What can we conclude from this?
That the English language still dominates the world of free software, and that linguistic diversity is for many only a necessary burden for some fundamentalists.
There is a lot of talk about inclusion and diversity in our communities, and language should be an integral part of it.
English is a major barrier for many. Jargon and the systematic borrowing of English words is also a barrier to understanding.
Their use is explained by both intellectual laziness and the fact that the One language is English.
Developers, you have many responsibilities in our world, from the use of your tools to their impact on their users. Do not let our ability to think in our languages die because you no longer know the words. Do not abandon users who are not part of the English-speaking elite.
Contributors, ask for support for your language, ask for appropriate translation tools, report errors, but above all, express yourself in simple words. It is rare to really need English words to explain a concept, and yes, an English word may require several words in another language.

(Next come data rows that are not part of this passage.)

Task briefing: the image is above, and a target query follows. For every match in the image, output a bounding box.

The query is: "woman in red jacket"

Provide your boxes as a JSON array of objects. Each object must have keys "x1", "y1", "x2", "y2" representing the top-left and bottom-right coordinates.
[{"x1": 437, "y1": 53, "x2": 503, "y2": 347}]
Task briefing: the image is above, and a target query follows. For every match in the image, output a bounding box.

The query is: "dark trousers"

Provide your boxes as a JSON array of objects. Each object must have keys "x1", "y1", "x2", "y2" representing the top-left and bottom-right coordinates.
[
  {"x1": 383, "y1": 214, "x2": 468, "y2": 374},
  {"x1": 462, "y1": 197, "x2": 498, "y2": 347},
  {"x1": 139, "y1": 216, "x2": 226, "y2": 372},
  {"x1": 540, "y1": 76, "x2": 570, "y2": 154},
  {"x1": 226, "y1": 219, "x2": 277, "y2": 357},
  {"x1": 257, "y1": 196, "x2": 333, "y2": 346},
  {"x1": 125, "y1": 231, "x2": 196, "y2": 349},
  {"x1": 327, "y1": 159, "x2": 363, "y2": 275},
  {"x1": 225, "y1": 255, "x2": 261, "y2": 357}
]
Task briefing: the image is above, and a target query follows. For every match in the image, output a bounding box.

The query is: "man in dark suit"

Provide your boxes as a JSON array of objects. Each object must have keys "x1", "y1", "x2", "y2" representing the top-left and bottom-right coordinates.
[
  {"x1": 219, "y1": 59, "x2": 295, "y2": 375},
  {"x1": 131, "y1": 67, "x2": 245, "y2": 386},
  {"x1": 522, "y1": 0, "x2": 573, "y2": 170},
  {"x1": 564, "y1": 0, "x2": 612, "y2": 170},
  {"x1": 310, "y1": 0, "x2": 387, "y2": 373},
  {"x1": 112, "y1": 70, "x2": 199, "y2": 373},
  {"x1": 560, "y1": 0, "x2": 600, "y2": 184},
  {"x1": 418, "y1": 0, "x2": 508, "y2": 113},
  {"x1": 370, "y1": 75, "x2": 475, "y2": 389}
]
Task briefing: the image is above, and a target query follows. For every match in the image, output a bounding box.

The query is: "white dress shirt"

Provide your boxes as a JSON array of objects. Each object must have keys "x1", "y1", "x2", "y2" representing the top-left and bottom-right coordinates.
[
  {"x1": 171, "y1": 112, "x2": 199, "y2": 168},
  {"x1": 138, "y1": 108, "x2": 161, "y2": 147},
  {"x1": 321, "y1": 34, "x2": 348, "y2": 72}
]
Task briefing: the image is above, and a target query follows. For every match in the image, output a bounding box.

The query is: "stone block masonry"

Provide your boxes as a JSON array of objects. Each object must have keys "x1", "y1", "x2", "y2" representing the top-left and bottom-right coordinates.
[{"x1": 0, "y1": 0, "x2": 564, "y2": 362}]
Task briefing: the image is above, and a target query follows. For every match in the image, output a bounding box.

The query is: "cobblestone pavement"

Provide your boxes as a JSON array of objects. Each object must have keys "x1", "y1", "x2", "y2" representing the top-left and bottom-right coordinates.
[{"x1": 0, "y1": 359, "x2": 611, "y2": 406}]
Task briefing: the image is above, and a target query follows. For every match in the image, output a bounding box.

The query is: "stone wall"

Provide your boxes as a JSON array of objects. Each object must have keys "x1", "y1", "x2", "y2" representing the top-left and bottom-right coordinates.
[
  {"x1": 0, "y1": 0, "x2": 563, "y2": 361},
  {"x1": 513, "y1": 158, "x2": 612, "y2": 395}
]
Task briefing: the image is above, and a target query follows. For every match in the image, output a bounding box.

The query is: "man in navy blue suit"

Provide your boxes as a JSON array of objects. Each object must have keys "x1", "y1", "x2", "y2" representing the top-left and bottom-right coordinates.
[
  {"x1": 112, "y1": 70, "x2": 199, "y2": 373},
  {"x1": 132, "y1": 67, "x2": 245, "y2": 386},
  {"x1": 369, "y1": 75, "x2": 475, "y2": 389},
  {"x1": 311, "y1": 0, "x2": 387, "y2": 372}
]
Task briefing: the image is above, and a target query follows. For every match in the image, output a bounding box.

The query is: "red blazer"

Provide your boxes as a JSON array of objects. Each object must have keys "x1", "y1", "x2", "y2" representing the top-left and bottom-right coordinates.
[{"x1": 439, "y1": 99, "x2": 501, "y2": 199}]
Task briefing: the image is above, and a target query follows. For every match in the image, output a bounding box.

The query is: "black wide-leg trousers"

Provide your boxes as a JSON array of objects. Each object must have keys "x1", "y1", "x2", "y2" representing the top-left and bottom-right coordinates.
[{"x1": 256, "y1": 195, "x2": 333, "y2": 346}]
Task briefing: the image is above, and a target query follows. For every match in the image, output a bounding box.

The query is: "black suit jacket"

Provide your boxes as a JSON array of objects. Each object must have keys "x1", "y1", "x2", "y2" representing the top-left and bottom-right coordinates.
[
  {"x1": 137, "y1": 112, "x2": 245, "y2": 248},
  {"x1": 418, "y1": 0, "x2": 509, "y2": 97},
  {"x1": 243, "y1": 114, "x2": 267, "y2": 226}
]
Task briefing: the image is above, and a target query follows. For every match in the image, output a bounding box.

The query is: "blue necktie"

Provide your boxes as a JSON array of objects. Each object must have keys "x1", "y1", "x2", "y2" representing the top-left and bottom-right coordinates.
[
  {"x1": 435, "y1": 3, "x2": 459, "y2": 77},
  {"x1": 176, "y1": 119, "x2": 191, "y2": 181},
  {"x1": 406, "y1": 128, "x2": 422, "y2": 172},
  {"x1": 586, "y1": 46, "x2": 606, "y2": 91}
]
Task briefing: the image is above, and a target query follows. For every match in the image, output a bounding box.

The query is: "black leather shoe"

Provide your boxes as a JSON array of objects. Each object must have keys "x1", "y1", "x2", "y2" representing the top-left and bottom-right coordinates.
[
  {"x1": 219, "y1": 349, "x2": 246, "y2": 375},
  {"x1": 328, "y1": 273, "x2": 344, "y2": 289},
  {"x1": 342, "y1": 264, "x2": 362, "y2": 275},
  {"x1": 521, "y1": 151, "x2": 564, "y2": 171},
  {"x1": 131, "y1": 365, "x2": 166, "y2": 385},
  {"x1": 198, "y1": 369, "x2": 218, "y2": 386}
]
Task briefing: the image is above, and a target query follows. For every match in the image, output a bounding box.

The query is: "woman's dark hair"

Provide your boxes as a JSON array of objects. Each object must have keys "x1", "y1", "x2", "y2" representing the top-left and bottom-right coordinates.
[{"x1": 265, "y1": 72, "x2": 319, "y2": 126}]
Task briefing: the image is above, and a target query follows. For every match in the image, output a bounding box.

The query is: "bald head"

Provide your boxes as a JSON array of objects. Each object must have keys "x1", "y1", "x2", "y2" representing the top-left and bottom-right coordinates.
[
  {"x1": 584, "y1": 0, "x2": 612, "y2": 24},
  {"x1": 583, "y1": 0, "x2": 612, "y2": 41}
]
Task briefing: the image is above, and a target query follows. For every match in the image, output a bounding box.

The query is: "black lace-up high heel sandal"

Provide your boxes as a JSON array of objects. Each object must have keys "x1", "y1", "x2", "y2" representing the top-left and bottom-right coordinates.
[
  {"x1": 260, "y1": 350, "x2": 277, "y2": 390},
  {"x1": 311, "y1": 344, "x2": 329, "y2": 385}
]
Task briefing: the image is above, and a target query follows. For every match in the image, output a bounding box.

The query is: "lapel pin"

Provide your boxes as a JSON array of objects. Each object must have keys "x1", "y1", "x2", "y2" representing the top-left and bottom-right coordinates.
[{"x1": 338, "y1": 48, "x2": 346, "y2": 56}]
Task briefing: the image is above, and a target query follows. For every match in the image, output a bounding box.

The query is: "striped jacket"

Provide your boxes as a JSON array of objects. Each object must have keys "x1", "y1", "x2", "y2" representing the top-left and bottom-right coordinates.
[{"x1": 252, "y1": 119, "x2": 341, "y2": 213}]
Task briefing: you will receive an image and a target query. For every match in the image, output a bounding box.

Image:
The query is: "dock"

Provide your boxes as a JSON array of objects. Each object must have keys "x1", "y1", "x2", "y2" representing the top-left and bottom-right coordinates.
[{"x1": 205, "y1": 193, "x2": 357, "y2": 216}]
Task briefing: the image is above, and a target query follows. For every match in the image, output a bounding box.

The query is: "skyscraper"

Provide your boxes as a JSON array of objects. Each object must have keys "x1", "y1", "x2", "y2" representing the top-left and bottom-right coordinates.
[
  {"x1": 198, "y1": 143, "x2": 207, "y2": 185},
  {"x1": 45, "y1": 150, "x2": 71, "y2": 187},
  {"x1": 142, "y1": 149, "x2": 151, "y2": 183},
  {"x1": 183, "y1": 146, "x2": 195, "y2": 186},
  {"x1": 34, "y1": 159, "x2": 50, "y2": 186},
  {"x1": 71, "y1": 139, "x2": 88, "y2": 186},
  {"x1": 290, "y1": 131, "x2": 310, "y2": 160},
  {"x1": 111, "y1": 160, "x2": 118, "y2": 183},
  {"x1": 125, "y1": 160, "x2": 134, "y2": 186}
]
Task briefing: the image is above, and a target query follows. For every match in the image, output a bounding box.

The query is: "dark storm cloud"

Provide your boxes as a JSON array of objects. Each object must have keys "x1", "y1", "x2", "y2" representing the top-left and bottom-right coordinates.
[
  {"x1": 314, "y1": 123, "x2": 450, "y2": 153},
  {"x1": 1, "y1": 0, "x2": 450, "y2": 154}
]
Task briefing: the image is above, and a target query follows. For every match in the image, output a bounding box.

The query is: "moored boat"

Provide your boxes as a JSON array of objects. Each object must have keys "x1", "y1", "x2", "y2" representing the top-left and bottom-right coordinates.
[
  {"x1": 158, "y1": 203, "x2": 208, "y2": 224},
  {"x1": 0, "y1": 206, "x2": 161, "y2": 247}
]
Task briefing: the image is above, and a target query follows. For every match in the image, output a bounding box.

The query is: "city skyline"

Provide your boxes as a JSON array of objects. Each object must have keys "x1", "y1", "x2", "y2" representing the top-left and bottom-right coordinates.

Goodbye, Zanata. Many will miss you.
Thanks again to its developers: Alex Aeng, Sean Flanigan, Patrick Huang, Earl Floden, David Mason and the others.
Are you really my friend Red Hat?
We should think about financing a little more things that are not pipes, tools and products.
Humans and their cultures also need attention, and if you, as a giant, do not see it, do not finance it, who will?